Hybrid formation between scallop myofibrils and foreign regulatory light-chains

Scallop myofibrils (Placopecten magellanicus) from which regulatory light-chains had been completely removed by EDTA treatment at 30 °C were hybridized with regulatory light-chains of different myosins. Pure hybrids, containing only foreign regulatory light-chains with a stoichiometry of two moles per myosin, were readily formed with all the light-chains tested. Some of the regulatory light-chains restored regulatory functions to desensitized myofibrils by selectively inhibiting the actin activated Mg-ATPase in the absence of calcium. Light-chains from Mercenaria, Spisula Loligo and Urechis behaved as scallop regulatory light-chains, were inhibitory in the absence of calcium, and restored high-affinity calcium binding sites. Regulatory light-chains of Limulus, cricket, chicken gizzard and platelet were also inhibitory; however, calcium binding was restored with a lowered affinity and the hybrids required higher calcium concentrations for ATPase activation.
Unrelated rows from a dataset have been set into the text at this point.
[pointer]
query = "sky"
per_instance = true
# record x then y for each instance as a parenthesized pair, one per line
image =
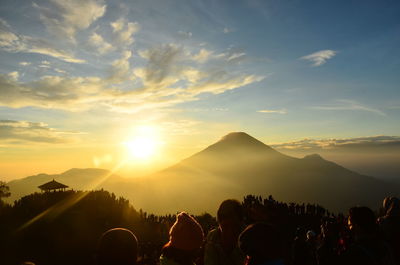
(82, 81)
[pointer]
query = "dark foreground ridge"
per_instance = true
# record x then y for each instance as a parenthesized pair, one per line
(236, 165)
(65, 227)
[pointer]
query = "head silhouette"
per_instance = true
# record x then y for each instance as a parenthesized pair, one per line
(117, 246)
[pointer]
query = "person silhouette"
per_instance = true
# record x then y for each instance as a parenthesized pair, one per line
(221, 246)
(185, 240)
(117, 246)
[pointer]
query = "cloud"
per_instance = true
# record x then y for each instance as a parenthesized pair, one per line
(24, 63)
(227, 30)
(14, 75)
(345, 104)
(65, 18)
(282, 111)
(50, 92)
(124, 31)
(320, 57)
(12, 42)
(185, 34)
(329, 144)
(97, 41)
(203, 56)
(120, 69)
(31, 132)
(168, 77)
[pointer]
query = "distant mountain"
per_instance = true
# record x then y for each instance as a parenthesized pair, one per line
(239, 164)
(233, 167)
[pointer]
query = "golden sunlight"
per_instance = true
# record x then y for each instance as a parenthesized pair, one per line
(144, 144)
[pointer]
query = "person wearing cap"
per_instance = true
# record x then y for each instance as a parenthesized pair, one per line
(117, 246)
(221, 246)
(185, 240)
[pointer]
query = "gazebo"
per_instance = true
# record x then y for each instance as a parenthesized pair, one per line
(53, 186)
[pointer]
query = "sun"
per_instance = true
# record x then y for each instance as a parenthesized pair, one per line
(143, 144)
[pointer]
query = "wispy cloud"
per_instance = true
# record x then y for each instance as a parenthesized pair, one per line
(281, 111)
(65, 18)
(227, 30)
(15, 43)
(325, 144)
(124, 31)
(351, 105)
(97, 41)
(15, 132)
(203, 56)
(168, 77)
(319, 58)
(185, 34)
Hybrids formed with the regulatory light-chains of vertebrate striated (rabbit, chicken, skate), bovine cardiac and lobster tail and claw muscles remained insensitive to calcium, their ATPase activity was not selectively depressed in the absence of calcium and specific high-affinity calcium binding sites were not restored. Phosphorylation of the light-chains (rabbit, cardiac and gizzard) has no effect on ATPase activity. The behaviour of the hybrids supports the interpretation that in vertebrate striated muscles myosin does not function as a regulatory switch.Foreign regulatory light-chains (Spisula, Loligo, Mercenaria, rabbit) bind to desensitized myofibrils with a similar or slightly higher affinity as scallop regulatory light-chains. The two light-chain binding sites of myosin are equivalent and differences in affinity appear to be the result of an interaction between the two halves of the myosin molecules.